30 de Setembro de 2010

Para ler ouvindo The only exception, a única exceção à regra do Paramore.

Pé com pé, manso de tudo, desinteressado, braços frouxos, bornal jogado no ombro, respirou fundo, girou a maçaneta. Blasé.

Tirou os óculos escuros da avó, olhou pra esquerda, percebeu um olhar. Belos olhos. Conteve-se.

Sentou no corredor de cadeiras vazias, ouviu a palestra durante exatos dois minutos e trinta e sete segundos… Abriu o livro de cabeceira. Começou a devorar silenciosamente cada página, como se entrasse naquele mundo bandido, biográfico e dele fosse parte. E era, de certa forma: um pouco de louco, um pouco de herói, um pouco de místico, um pouco de renegado, muito de sonhador, assim como o amigo relembrado no livro, seu escritor favorito. Leu até sentir sede. Não queria se levantar e sair da sala, não queria ser percebido. Preguiça versus sede. Round 1. Fight!

Nem precisou sair do primeiro round: sede wins.

Ao abrir a porta, garganta seca e garrafa de plástico em mãos, avistou numa conversa a dois aquele belo par de olhos, que novamente o encaravam. Decidiu, meio a contragosto do raciocínio padrão, tirar o coração do automático, do sistema de defesa anti-vírus e como se levantasse de um trono todo empoeirado e cheio de teias de aranha, foi puxar conversa. Venerava esses acasos, esses pequenos momentos de mistério, de indecisão até levantar do próprio trono e sacudir a poeira; ao mesmo tempo que os temia. Tinha medo de todo esse processo, de se decepcionar, de não ser retribuído. Mas o fato é que deu as caras. E percebeu, além dos belos olhos, um leve, sutil, mas, ainda assim, grande sorriso. Para o bem de seu coração, que funcionava momentaneamente no manual, os olhos em comunhão com o sorriso indicavam ao raciocínio padrão, já todo despadronizado, a esperada retribuição, resposta mais que bem-vinda ao acaso e ao mistério que o moviam. Sem ter nem saber, retribuiu também com um belo olhar e um grande sorriso.

– Vamos fumar um cigarro?

– Não fumo nada com nicotina, mas te acompanho.

Risos.

O restante, de certa forma nada particular, é história, como dizem por aí. Se conheceram, se reconheceram, fizeram novos amigos, se tornaram amigos, compartilharam algumas noites, algumas manhãs e construíram uma pequena história. Uma grande epifania, na verdade, acompanhada de um quarto bagunçado, uma cama de solteiro, um edredom azul, um travesseiro molhado de suor, milhares de beijos de cinema e abraços tão apertados e entrelaçados que até um marinheiro se os visse sentiria vergonha por seus nós. Dois tímidos “eu te amo”, no final, vindos de ambas as partes e seguidos de outros beijos e abraços, agora de despedida.
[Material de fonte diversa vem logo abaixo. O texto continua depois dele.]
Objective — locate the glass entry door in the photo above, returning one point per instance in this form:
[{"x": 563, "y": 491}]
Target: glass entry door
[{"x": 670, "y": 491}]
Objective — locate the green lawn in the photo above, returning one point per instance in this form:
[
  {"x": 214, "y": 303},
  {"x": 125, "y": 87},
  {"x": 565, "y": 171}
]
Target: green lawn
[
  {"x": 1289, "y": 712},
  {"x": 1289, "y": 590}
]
Uma história clichê e nada particular. Isso se um deles, há muito tempo, não tivesse jurado nunca mais dizer, com tamanha precipitação, a expressão “eu te amo”, mesmo que ela fosse entremeada de um inseguro “também” e seguida de um sorriso amarelo. Para ele existia, e talvez ainda exista, certamente, um medo, um receio, uma dívida bastante viva com essa expressão: é forte demais, traz com ela muito de passado, de momentos que doem, doíam. E pode te derrubar, ou pior, derrubar alguém, como uma bala perdida. E o havia derrubado, certamente. E derrubado alguém, não sabia.
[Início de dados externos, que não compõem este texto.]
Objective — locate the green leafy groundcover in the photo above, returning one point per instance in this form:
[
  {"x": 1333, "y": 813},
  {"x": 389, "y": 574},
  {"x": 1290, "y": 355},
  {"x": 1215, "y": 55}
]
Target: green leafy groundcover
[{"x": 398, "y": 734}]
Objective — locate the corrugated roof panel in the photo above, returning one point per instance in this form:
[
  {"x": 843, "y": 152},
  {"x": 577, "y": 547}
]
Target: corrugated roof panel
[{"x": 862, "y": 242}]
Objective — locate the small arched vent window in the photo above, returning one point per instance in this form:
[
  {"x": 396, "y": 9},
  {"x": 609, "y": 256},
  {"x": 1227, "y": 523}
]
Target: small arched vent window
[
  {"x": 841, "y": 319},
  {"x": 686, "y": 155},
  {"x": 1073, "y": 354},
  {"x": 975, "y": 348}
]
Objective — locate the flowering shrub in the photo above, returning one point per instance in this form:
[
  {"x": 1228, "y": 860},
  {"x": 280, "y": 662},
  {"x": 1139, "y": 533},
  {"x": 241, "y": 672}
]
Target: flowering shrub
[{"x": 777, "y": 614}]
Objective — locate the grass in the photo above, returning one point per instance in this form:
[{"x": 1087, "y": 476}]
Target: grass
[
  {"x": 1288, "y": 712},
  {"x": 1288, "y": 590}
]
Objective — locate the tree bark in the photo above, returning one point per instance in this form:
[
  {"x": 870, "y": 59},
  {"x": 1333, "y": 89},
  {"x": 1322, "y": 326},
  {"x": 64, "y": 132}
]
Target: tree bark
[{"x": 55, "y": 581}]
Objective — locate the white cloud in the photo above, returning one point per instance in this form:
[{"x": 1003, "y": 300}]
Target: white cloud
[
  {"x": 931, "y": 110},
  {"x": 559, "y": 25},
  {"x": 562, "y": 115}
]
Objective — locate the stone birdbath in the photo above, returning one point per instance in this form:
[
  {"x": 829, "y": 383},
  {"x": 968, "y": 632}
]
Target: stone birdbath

Pesadelo passado, retornou ao sonho presente.

Acordou…

Acordei, finalmente.

E ao acordar do ferimento a bala que havia sofrido há anos, acordei desse acaso, desse mistério, desse sonho em terceira pessoa, que nunca acontecia comigo. Até então. Acordei do sono que havia dormido tanto tempo, que me transmitia ausente esse tom de inexistência, de neutralidade, de terceira pessoa. Percebi, abruptamente, que em anos de sonho ao avesso, você foi um tipo de alvorecer, de despertar. Minha primeira quebra de juramento. Sem também, sem sorriso amarelo, sem medo, sem bala perdida, sem arrependimento.  E da próxima vez, vou me precaver pra não me preparar, pra não jurar, pra não esperar. Vou acreditar nessa mística particular dos nossos lábios, dos nossos abraços apertados, dos nossos corpos nus, das nossas noites e das nossas manhãs. Dos nossos sorrisos, nariz com nariz. Afinal, acaso é palavra de ordem e mistério sempre há de pintar por aí.

E, até então, você é dos meus melhores acasos. Dos meus melhores mistérios.

E minha breve e única exceção pro verbo amar.